23. Dans deux recours en manquement, concernant une taxe d’immatriculation frappant l’utilisation de voitures déjà immatriculées dans un autre État membre, la Cour a déjà retenu, dans cet esprit, des atteintes aux obligations de la directive 83/182 ( 11 ). La constatation d’une telle atteinte présuppose que la directive 83/812 ait vocation à s’appliquer à des taxes d’immatriculation de véhicules automobiles dans la mesure où elles se fondent sur l’utilisation du réseau routier. De surcroît, dans un
autre recours en manquement, la Cour n’a pas suivi l’avocat général qui concluait que les taxes à la consommation et les taxes d’immatriculation étaient fondamentalement différentes ( 12 ).
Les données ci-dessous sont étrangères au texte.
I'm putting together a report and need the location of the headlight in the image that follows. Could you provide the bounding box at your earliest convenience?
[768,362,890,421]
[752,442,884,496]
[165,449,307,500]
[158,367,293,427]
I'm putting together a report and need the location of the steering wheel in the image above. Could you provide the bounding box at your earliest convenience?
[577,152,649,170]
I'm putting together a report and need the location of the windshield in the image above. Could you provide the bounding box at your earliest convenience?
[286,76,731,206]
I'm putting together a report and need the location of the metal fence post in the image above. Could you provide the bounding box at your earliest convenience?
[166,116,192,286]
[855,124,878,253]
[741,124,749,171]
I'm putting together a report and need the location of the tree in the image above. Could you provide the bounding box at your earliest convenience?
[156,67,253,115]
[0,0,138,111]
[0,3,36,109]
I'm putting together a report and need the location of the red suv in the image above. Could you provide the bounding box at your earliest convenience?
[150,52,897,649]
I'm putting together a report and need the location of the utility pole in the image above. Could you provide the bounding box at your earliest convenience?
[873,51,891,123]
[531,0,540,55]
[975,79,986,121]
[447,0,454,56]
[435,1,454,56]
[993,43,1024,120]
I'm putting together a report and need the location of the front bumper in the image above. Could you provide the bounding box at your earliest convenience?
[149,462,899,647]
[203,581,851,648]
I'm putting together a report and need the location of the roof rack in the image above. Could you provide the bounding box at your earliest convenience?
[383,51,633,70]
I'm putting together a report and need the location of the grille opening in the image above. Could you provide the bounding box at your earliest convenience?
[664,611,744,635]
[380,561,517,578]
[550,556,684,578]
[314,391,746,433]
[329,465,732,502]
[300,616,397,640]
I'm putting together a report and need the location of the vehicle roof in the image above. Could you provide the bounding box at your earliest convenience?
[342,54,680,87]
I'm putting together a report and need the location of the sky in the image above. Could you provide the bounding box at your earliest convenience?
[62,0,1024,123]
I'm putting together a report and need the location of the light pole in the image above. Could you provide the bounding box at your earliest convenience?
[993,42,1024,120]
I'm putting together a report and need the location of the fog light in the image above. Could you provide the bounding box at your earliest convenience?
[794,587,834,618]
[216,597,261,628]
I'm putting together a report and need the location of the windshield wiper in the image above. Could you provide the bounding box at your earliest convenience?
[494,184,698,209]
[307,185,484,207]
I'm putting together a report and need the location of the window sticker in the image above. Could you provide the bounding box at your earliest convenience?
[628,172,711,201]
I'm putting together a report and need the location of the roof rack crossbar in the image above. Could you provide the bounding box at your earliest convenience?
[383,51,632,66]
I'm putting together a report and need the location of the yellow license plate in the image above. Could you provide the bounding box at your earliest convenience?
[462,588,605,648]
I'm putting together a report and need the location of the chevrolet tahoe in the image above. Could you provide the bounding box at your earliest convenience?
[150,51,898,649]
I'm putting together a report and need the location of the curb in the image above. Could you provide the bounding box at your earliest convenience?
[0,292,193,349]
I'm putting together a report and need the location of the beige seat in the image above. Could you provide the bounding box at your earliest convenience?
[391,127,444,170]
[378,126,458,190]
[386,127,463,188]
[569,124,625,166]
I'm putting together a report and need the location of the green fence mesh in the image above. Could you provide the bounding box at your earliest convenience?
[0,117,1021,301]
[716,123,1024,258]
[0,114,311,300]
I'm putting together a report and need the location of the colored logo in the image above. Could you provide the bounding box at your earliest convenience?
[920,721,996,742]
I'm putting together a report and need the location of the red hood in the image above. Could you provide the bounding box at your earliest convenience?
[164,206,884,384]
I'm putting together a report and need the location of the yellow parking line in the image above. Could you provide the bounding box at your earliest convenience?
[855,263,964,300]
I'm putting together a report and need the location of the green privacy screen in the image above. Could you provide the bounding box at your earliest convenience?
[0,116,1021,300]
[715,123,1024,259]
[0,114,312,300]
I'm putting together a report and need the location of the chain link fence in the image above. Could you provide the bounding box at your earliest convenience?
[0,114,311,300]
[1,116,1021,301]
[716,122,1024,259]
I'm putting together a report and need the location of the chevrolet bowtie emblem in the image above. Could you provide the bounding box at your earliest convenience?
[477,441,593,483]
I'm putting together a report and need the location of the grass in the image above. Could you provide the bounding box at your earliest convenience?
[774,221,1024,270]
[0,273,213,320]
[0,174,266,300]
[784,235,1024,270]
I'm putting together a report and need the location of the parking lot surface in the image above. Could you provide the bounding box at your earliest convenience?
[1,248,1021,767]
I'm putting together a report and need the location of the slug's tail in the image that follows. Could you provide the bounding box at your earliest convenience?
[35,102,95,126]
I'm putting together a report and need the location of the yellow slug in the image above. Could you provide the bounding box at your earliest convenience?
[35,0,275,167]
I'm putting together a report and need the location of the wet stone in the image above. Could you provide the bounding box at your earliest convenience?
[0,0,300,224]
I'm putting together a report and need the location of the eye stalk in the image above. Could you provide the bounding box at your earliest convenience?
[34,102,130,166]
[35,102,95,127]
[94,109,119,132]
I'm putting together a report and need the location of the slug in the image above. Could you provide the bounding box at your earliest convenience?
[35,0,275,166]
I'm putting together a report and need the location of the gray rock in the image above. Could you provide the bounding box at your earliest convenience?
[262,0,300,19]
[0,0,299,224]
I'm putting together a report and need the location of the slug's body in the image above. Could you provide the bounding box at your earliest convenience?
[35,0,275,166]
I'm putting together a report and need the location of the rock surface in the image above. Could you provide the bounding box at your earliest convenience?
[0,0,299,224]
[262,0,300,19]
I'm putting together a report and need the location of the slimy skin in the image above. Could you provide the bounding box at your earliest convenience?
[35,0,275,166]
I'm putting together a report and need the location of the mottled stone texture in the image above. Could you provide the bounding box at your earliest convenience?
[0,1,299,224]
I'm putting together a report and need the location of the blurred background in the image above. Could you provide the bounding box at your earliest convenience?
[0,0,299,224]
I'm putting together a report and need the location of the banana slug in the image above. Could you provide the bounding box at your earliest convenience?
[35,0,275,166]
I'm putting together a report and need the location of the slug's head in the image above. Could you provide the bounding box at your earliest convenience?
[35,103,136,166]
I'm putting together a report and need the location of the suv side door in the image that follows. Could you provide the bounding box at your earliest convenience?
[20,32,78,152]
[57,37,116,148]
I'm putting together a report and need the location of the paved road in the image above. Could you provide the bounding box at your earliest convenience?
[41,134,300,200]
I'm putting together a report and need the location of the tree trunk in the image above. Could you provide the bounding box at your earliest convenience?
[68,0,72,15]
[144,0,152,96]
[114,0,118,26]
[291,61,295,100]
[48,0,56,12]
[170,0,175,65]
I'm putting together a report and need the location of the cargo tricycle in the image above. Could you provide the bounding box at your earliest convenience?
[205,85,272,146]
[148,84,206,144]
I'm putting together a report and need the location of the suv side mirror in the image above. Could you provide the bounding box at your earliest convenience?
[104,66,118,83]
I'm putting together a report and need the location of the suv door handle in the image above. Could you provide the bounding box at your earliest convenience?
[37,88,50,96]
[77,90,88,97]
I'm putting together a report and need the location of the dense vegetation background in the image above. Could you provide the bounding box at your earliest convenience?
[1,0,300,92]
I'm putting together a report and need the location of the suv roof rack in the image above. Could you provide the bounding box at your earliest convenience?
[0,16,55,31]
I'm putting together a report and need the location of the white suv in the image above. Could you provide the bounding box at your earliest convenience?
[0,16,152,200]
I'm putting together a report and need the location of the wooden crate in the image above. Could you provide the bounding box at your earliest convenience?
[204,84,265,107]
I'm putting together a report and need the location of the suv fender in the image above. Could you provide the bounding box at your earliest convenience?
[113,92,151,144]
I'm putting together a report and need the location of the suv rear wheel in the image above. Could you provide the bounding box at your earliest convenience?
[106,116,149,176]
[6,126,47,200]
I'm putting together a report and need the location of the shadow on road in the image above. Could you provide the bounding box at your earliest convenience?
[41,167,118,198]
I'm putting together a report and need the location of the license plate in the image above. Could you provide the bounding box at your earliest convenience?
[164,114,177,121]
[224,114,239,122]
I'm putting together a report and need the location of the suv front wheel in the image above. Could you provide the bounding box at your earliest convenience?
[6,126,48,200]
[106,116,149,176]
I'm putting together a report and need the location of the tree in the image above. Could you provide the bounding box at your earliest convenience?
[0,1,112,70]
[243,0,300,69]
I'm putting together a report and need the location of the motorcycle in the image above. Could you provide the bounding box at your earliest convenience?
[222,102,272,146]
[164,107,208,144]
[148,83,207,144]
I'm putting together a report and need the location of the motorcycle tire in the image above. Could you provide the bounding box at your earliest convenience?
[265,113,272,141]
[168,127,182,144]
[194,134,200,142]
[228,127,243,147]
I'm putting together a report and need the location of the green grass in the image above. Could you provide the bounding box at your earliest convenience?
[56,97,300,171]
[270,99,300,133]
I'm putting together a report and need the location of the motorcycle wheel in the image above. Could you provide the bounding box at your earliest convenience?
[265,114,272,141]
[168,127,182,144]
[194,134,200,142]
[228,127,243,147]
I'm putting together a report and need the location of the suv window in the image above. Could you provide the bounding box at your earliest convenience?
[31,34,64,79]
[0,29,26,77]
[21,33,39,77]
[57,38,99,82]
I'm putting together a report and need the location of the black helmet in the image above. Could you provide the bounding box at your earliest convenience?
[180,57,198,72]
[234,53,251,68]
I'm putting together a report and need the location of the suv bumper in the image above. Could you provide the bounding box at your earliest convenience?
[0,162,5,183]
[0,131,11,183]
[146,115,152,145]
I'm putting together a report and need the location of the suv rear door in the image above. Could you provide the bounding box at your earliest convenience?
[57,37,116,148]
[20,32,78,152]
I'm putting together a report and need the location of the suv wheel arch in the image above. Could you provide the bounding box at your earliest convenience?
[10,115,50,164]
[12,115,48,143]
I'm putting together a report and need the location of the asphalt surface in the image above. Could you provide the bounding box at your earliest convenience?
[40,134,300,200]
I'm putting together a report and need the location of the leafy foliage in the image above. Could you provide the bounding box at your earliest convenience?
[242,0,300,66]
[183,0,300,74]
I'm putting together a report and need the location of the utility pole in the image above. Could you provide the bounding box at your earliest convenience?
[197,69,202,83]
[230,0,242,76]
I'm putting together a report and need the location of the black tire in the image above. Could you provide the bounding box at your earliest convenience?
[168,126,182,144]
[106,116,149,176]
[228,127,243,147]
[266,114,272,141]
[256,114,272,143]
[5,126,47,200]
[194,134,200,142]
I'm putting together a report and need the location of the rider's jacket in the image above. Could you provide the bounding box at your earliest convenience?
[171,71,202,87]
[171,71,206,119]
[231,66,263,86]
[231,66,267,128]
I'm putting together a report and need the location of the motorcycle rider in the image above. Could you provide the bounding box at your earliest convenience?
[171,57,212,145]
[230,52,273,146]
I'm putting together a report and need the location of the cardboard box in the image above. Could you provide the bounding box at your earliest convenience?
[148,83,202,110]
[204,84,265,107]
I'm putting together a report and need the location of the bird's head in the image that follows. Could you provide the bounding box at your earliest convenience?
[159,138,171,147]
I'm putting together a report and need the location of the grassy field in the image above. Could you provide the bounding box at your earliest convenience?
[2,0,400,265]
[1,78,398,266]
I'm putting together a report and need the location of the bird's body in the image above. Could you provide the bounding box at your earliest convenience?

24. La jurisprudence que la Cour a consacrée à la directive 83/183/CEE ( 13 ) adoptée simultanément ne s’oppose pas non plus à l’application de la directive 83/182 à des taxes d’immatriculation de véhicules automobiles prélevées à la mise en circulation d’un véhicule. Certes, la Cour a constaté que l’article 1er, paragraphe 1, de la directive 83/183, qui considère également les taxes sur le chiffre d’affaires, les accises et toute autre taxe à la consommation, ne vise pas des taxes prélevées non pas
en raison de l’importation en tant que telle, mais uniquement en raison de l’immatriculation ou de l’utilisation d’un véhicule ( 14 ). Cependant, l’article 1er, paragraphe 2, de la directive 83/183 montre que la notion de taxe à la consommation peut couvrir en principe des taxes d’immatriculation de véhicules, puisqu’il exclut expressément du champ d’application de la directive des taxes concernant l’utilisation de biens, telles que les taxes perçues lors de l’immatriculation des véhicules
automobiles. La conception restrictive de la Cour concernant des taxes à la consommation au sens de la directive 83/183 ne peut dès lors s’expliquer que parce que son article 1er, paragraphe 1, n’inclut expressément que des taxes «normalement» prélevées à l’importation. Les taxes d’immatriculation des véhicules automobiles ne sont cependant pas prélevées dans tous les États membres ( 15 ).
25. Enfin, rien dans la genèse de la directive ne permet de dire que les taxes d’immatriculation des véhicules automobiles ne pourraient pas être incluses dans la notion de la taxe à la consommation au sens de l’article 1er, paragraphe 1, de la directive 83/182 dans la mesure où elles se fondent sur la mise en circulation d’un véhicule sur le réseau routier national. Il est vrai que, dans sa proposition, la Commission avait tout d’abord étendu explicitement le champ d’application aux taxes
d’immatriculation des véhicules automobiles ( 16 ), ce que l’on ne retrouve pas dans la directive adoptée. D’une part, on peut toutefois y voir une volonté du Conseil qui, à l’époque, ne voulait pas voir inclure la taxe classique d’immatriculation des véhicules automobiles qui se fondait uniquement sur l’inscription d’un véhicule automobile dans les registres. D’autre part, en son article 1er, paragraphes 1 et 2, une autre proposition de la Commission qualifie expressément les taxes
d’immatriculation de taxes de consommation ( 17 ).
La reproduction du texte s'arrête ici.